But I can read Danish, and translate it as well.
And I did.
I decided to make it for Tapas this week. And ummm, I think I should have labeled the bowl it was in, cause a lot of people thought it was a dessert. It did look all creamy and gooey.
Oh well, I have quite a bit left and it will be eaten this week.
The one my brother made was a lot lighter as well, and I liked the taste better as well. I followed the recipe as written, except for the mustard powder, I kinda screwed up on that. Cause when I tasted it, like any good cook should, I decided it needed more, and while it was good, it really didn't need the extra.
Did. Not. Need. The. Extra. Mustard.
I cook and make mistakes too, and I'm sharing the good and the whoops with you.
I bought some baby potatoes in the 'big city' last week, and decided they would be perfect for this. They were a mixture of red, yellow and purple potatoes. But I just decided to use the red and yellow potatoes, cause the purple ones looked, well, they just looked like they might not have gone all that well with the rest. And besides which, they tasted good, fried up in a pan, with a little ketchup.

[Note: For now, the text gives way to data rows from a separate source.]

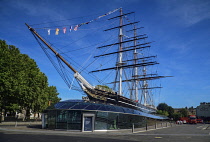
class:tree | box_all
[157,103,168,111]
[0,40,60,118]
[157,103,174,118]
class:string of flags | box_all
[47,8,120,35]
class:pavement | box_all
[0,122,210,142]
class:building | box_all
[196,102,210,121]
[42,100,168,131]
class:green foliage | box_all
[0,40,60,115]
[157,103,190,120]
[157,103,174,118]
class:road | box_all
[0,124,210,142]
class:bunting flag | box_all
[63,27,66,34]
[47,29,50,35]
[48,8,120,35]
[55,28,59,35]
[74,25,79,31]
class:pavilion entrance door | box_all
[82,114,95,132]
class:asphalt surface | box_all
[0,124,210,142]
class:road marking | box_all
[197,126,203,129]
[155,137,163,139]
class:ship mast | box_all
[116,8,123,95]
[25,23,94,89]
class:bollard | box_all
[146,123,147,131]
[132,123,134,133]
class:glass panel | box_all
[107,112,118,129]
[56,110,68,129]
[84,117,93,131]
[95,112,108,130]
[67,110,82,130]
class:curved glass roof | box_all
[51,100,168,119]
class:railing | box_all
[132,122,176,133]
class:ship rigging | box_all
[26,8,169,113]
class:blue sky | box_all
[0,0,210,108]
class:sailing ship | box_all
[26,8,171,113]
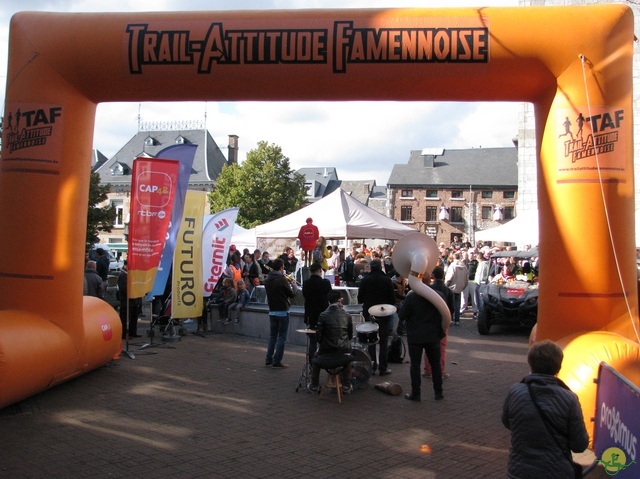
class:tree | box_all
[86,171,116,251]
[209,141,306,228]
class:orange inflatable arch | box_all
[0,4,640,428]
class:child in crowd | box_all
[225,280,249,324]
[218,278,237,324]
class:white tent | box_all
[255,188,416,240]
[475,210,539,246]
[231,227,258,253]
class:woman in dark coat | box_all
[502,340,589,479]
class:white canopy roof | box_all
[475,210,539,246]
[231,223,257,253]
[255,188,416,240]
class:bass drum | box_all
[351,348,373,389]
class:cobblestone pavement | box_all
[0,314,606,479]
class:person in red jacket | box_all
[298,218,320,266]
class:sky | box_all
[0,0,519,186]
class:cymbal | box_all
[368,304,397,318]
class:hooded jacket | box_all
[502,373,589,479]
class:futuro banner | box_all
[0,4,640,429]
[171,191,207,318]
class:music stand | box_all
[296,329,316,392]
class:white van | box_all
[89,243,122,273]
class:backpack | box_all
[387,334,407,364]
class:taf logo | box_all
[136,171,173,208]
[98,317,113,342]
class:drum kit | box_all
[296,304,396,392]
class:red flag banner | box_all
[127,158,180,298]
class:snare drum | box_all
[356,321,380,344]
[350,348,373,389]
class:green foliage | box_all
[209,141,306,228]
[86,172,116,251]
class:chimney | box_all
[420,148,444,168]
[227,135,238,165]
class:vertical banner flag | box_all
[202,208,239,298]
[127,158,178,298]
[149,143,198,299]
[171,191,207,318]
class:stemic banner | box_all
[202,207,239,298]
[127,158,179,298]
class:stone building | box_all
[92,122,238,253]
[387,148,518,244]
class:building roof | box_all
[387,147,518,188]
[96,129,227,190]
[340,180,378,206]
[298,166,340,201]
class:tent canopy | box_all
[255,188,416,240]
[231,227,257,253]
[475,210,539,246]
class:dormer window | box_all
[111,163,124,176]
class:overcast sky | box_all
[0,0,518,185]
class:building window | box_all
[400,190,413,198]
[111,163,124,176]
[427,206,438,222]
[400,206,412,221]
[111,200,124,227]
[304,183,313,198]
[451,206,464,223]
[504,206,516,220]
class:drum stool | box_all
[311,353,353,403]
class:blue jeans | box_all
[408,341,442,397]
[265,313,289,364]
[368,316,391,372]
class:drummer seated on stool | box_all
[308,291,353,394]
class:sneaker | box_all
[307,383,320,394]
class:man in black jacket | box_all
[358,259,396,376]
[399,276,444,401]
[309,291,353,394]
[302,263,331,361]
[264,258,298,368]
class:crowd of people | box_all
[84,233,589,477]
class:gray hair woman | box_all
[502,340,589,479]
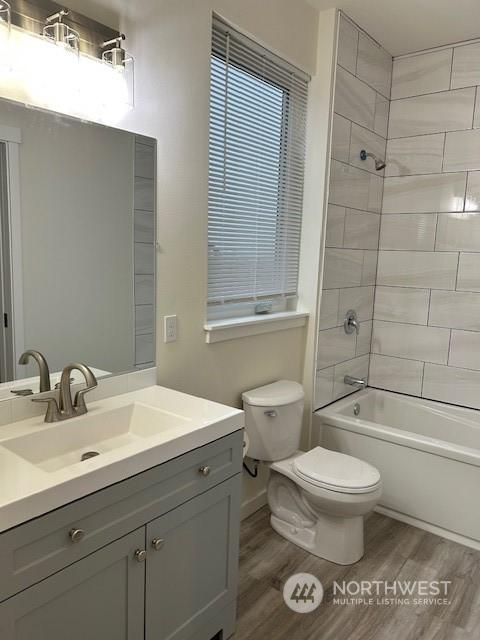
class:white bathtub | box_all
[314,389,480,549]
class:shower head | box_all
[360,149,387,171]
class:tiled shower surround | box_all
[370,43,480,408]
[315,18,480,416]
[315,15,392,409]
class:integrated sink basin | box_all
[3,402,191,472]
[0,385,244,532]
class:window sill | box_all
[204,311,309,343]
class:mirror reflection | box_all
[0,101,156,399]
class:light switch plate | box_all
[163,316,177,342]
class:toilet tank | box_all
[242,380,305,461]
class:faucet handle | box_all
[73,384,97,413]
[32,396,62,422]
[343,309,360,336]
[73,365,98,413]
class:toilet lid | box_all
[293,447,380,493]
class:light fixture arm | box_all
[102,33,133,69]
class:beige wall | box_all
[0,0,317,510]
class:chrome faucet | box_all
[343,309,360,336]
[14,349,50,393]
[343,376,367,389]
[32,362,98,422]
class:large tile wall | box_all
[315,15,392,409]
[372,43,480,408]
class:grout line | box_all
[441,132,447,173]
[454,251,461,291]
[390,84,477,102]
[420,362,426,397]
[472,87,478,129]
[448,47,453,91]
[393,37,480,60]
[433,213,439,253]
[390,124,480,142]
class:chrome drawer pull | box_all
[68,529,85,542]
[134,549,147,562]
[152,538,165,551]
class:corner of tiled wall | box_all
[315,14,392,409]
[134,136,156,369]
[369,42,480,408]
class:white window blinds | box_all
[208,20,308,317]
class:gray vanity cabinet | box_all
[0,431,243,640]
[145,481,239,640]
[0,528,145,640]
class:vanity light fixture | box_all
[0,0,12,29]
[43,9,80,55]
[102,33,133,71]
[0,0,12,82]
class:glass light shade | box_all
[0,22,133,125]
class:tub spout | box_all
[343,376,367,389]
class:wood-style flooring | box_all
[233,507,480,640]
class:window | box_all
[208,20,308,319]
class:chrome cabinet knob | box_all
[68,529,85,542]
[133,549,147,562]
[152,538,165,551]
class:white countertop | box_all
[0,386,244,532]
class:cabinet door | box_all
[0,527,145,640]
[145,475,241,640]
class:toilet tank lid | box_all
[242,380,305,407]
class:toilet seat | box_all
[292,447,380,493]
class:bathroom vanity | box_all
[0,387,243,640]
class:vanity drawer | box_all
[0,431,243,601]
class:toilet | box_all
[242,380,382,565]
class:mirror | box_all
[0,100,156,400]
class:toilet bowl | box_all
[243,380,382,565]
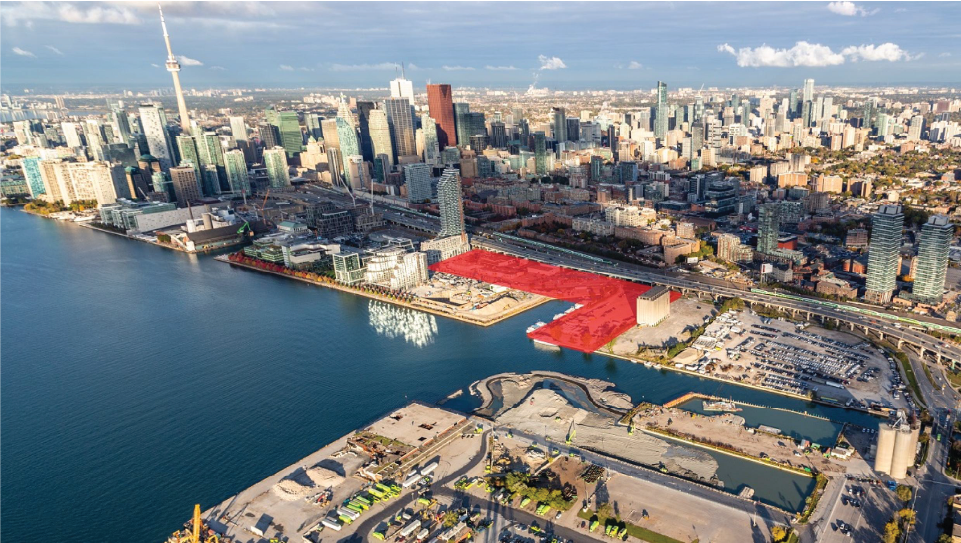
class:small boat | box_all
[703,400,741,413]
[527,321,547,334]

Look how pretty the colors are, the red potatoes made a pink potato and the yellow, well, they stayed yellow. I elected to not put in the baby blue/purple potatoes as I wanted to eat them on my own. And I thought they might look kinda odd.

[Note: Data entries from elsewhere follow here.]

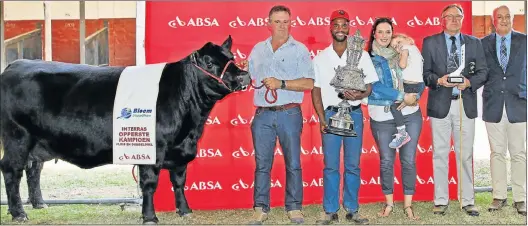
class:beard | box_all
[332,33,348,42]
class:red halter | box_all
[191,51,236,91]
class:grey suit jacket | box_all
[422,32,488,119]
[482,31,526,123]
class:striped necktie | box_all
[500,37,508,73]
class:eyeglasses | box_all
[442,15,464,20]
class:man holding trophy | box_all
[422,4,488,216]
[312,10,378,224]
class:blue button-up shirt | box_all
[444,32,462,95]
[495,31,511,68]
[248,36,315,107]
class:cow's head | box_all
[190,36,251,91]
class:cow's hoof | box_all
[13,215,29,222]
[33,203,48,209]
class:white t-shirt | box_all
[402,45,423,82]
[313,44,379,109]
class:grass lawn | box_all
[0,192,526,225]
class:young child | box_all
[389,34,424,149]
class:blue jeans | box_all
[370,110,423,195]
[251,106,303,212]
[323,108,363,213]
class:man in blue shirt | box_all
[248,5,314,224]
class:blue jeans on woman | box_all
[251,106,303,213]
[323,108,363,213]
[370,110,423,195]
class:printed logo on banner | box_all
[167,16,220,28]
[303,177,323,188]
[196,148,223,158]
[416,143,433,153]
[205,116,222,125]
[117,108,152,119]
[231,179,282,191]
[407,16,440,27]
[301,146,323,155]
[361,177,400,185]
[232,146,255,159]
[361,145,379,154]
[116,126,153,147]
[416,174,457,184]
[229,16,269,28]
[310,49,323,58]
[171,181,222,191]
[303,114,319,123]
[231,114,254,126]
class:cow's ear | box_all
[222,35,233,51]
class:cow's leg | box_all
[139,165,160,224]
[0,121,31,221]
[26,161,48,209]
[170,164,192,217]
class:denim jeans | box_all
[251,106,303,212]
[370,110,423,195]
[322,108,363,213]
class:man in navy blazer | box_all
[482,6,526,216]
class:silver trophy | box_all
[326,29,367,137]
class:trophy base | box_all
[447,76,464,83]
[325,127,357,137]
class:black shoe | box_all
[346,212,369,224]
[315,212,339,225]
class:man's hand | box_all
[238,59,249,71]
[319,121,328,133]
[403,93,418,106]
[262,77,282,90]
[437,75,457,87]
[343,90,363,100]
[457,77,471,90]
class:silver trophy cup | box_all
[326,29,367,137]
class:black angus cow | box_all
[0,36,250,224]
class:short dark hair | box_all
[442,4,464,15]
[268,5,291,18]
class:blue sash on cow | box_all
[113,63,166,165]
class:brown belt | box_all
[258,103,301,111]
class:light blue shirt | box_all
[248,35,315,107]
[444,32,461,96]
[495,31,511,66]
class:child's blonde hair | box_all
[392,33,414,45]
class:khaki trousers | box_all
[431,100,475,206]
[486,107,526,202]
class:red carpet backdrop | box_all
[145,1,472,211]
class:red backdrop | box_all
[145,1,471,211]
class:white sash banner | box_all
[113,63,166,165]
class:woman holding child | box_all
[367,18,424,220]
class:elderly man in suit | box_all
[482,6,526,216]
[422,4,488,216]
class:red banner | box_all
[145,2,471,211]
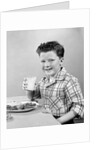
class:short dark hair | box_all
[36,41,64,58]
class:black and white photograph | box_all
[7,28,84,128]
[1,10,89,148]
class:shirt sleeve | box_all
[33,83,41,99]
[66,77,84,117]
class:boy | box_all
[23,41,84,124]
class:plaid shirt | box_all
[33,68,84,117]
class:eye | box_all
[41,60,45,63]
[48,59,54,62]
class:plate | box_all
[7,107,35,113]
[7,101,39,113]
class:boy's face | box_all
[40,51,62,76]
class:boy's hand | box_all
[22,77,36,91]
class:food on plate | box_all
[7,102,37,110]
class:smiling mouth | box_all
[44,68,52,71]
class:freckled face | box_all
[40,51,62,76]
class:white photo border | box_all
[0,9,90,148]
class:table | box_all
[7,96,60,129]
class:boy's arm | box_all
[57,110,76,124]
[58,79,84,123]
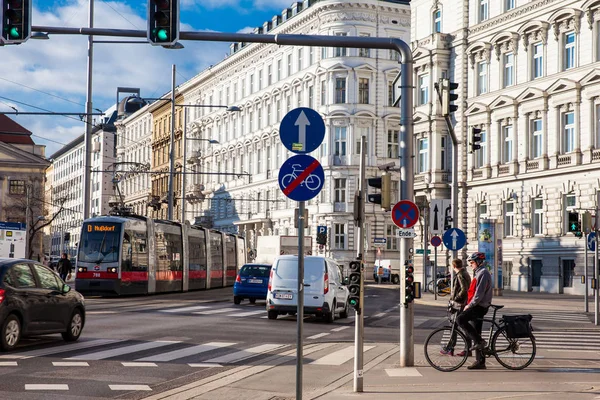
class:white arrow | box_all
[450,230,458,249]
[294,111,310,150]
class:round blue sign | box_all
[279,107,325,154]
[278,154,325,201]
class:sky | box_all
[0,0,292,157]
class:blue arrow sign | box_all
[443,228,467,250]
[279,107,325,154]
[278,154,325,201]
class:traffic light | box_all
[147,0,179,46]
[569,211,583,237]
[471,127,481,153]
[0,0,31,44]
[404,261,415,304]
[441,78,458,116]
[367,172,392,211]
[348,261,362,314]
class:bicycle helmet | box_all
[467,252,485,266]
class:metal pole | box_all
[354,136,366,392]
[296,201,304,400]
[398,58,415,367]
[167,64,175,221]
[83,0,94,220]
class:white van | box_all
[267,256,349,322]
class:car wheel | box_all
[0,314,21,351]
[62,308,83,342]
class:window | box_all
[335,78,346,104]
[504,53,515,87]
[477,61,488,94]
[333,224,346,250]
[433,10,442,33]
[417,139,429,174]
[419,75,429,106]
[502,125,512,164]
[563,112,575,153]
[387,129,400,158]
[564,32,575,69]
[8,180,25,194]
[532,198,544,235]
[533,43,544,79]
[531,119,544,158]
[358,78,369,104]
[334,178,346,203]
[504,201,515,237]
[335,126,347,156]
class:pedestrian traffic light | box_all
[367,172,392,211]
[404,261,415,304]
[348,261,362,314]
[440,78,458,116]
[0,0,31,44]
[471,127,481,153]
[568,211,583,237]
[147,0,179,46]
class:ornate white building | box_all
[411,0,600,294]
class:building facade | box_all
[411,0,600,294]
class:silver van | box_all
[267,256,349,322]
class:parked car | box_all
[0,258,85,350]
[233,264,271,304]
[267,256,348,322]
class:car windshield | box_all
[240,265,271,278]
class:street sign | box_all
[278,154,325,201]
[431,236,442,247]
[443,228,467,251]
[279,107,325,154]
[392,200,419,228]
[429,199,452,235]
[396,228,417,238]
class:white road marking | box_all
[135,342,237,362]
[68,340,180,360]
[206,343,286,364]
[108,385,152,392]
[307,332,330,339]
[311,346,375,365]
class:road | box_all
[0,284,600,399]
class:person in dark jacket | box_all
[56,253,73,282]
[456,252,492,369]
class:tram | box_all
[75,215,246,296]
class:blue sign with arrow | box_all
[278,154,325,201]
[443,228,467,251]
[279,107,325,154]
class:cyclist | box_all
[456,252,492,369]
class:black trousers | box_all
[456,306,488,363]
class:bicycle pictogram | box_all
[281,164,321,191]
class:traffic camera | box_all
[147,0,179,46]
[0,0,31,45]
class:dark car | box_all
[0,258,85,350]
[233,264,271,304]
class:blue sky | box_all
[0,0,292,156]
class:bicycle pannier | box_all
[502,314,532,338]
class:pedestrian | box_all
[456,252,492,369]
[56,253,73,282]
[440,259,471,357]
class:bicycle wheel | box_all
[424,327,469,372]
[491,326,535,370]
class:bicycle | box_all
[281,164,321,191]
[424,303,536,372]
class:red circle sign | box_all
[392,200,419,228]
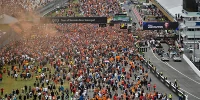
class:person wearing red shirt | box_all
[113,94,118,100]
[140,95,144,100]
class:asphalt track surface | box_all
[145,44,200,100]
[123,1,178,100]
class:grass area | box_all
[0,24,10,31]
[0,65,69,96]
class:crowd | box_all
[0,0,176,100]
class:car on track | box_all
[173,55,182,62]
[161,53,169,61]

I then minced up half a very large shallot.
Folded the cut potatoes into it, and placed it in the fridge.
But I served it with a couple 'scapes' to decorate the top.
Next time though, I won't add extra mustard powder. sigh. But I will add a touch of sugar to it.
Danish Potato Salad
- 2 lbs. new red and yellow potatoes, cooked. Peeled if desired
- 1/2 cup Creme Fraiche
- 1/4 cup light sour cream
- 2 tablespoons Rice Wine or White Wine Vinegar
- 1 teaspoon salt (optional)
- 1/2 teaspoon Colman's mustard powder
- 1 small Shallot, minced
- 1-2 tablespoons Garlic Scapes or chopped Chives
- 1/2 teaspoon sugar (optional)
- Cook and peel the potatoes, then cut into thirds if using small new potatoes. Or do a nice dice on them.

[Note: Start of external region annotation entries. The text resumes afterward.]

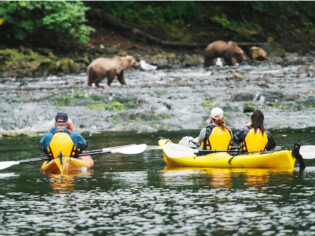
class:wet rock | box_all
[283,52,299,65]
[250,47,267,60]
[305,96,315,107]
[297,64,315,77]
[260,91,284,102]
[232,93,255,101]
[226,73,245,81]
[268,56,283,65]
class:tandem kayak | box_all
[158,139,296,170]
[41,156,94,175]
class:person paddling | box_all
[233,110,276,152]
[198,107,233,150]
[40,112,88,158]
[54,114,75,132]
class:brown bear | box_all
[204,40,244,67]
[250,47,267,61]
[87,56,138,87]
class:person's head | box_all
[251,110,265,133]
[55,112,68,130]
[210,107,225,128]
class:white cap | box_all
[210,107,223,119]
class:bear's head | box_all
[126,56,139,68]
[234,47,244,63]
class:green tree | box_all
[0,1,93,43]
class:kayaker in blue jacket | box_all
[198,107,233,150]
[233,110,276,152]
[40,112,88,159]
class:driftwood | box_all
[98,13,262,49]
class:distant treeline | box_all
[0,1,315,47]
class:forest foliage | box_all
[0,1,315,48]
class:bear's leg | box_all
[204,57,213,67]
[88,69,95,86]
[95,81,104,88]
[118,71,126,85]
[224,56,233,66]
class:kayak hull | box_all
[41,156,94,175]
[158,139,296,170]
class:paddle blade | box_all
[163,144,195,158]
[0,161,20,170]
[111,144,147,154]
[300,145,315,159]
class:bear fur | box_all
[204,40,244,67]
[87,56,138,87]
[250,47,267,61]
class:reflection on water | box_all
[162,166,295,188]
[0,131,315,236]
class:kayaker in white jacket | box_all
[198,107,233,150]
[233,110,276,152]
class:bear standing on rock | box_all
[204,40,244,67]
[87,56,138,87]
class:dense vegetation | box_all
[0,1,315,47]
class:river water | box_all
[0,130,315,235]
[0,58,315,236]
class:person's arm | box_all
[266,131,277,151]
[198,128,206,145]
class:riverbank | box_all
[0,26,314,78]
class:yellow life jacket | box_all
[201,126,232,150]
[47,132,78,159]
[241,128,268,152]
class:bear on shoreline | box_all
[204,40,244,67]
[87,56,138,87]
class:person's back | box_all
[199,108,232,150]
[233,110,276,152]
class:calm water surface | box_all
[0,130,315,235]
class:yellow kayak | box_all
[158,139,296,170]
[41,156,94,175]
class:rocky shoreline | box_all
[0,39,315,78]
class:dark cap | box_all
[55,112,68,123]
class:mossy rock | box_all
[56,58,80,74]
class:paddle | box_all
[300,145,315,159]
[0,144,147,170]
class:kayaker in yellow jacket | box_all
[198,107,233,150]
[54,118,75,132]
[40,112,88,157]
[233,110,276,152]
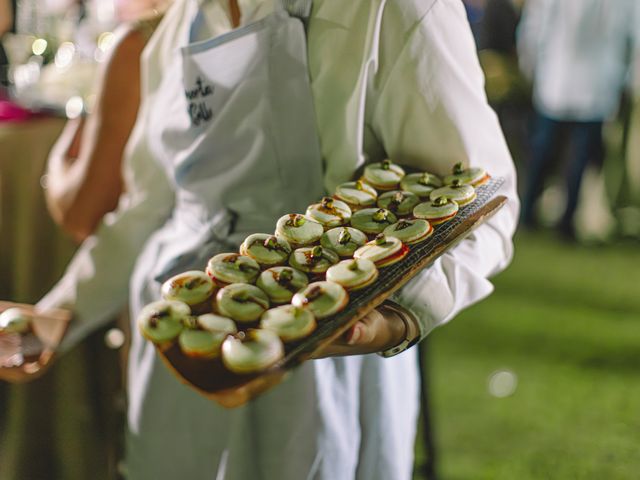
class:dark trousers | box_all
[522,113,604,232]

- Mince the shallot, set aside.
- Whisk together the Creme Fraiche, Sour Cream, Vinegar and Mustard Powder. (add the salt here if using it).
- Place the potatoes and minced shallots in a bowl, add the garlic scapes or chives.
- Pour the dressing over the potato mixture and toss gently to combine. Place in the fridge for a few hours for the flavors to get acquainted.
- When ready to serve, place the potato salad in a pretty bowl and decorate with either chopped chives or a couple of garlic scapes.
- Please be aware that mixing the vinegar together with the sour cream/ Creme Fraiche will cause it to thicken quite a bit.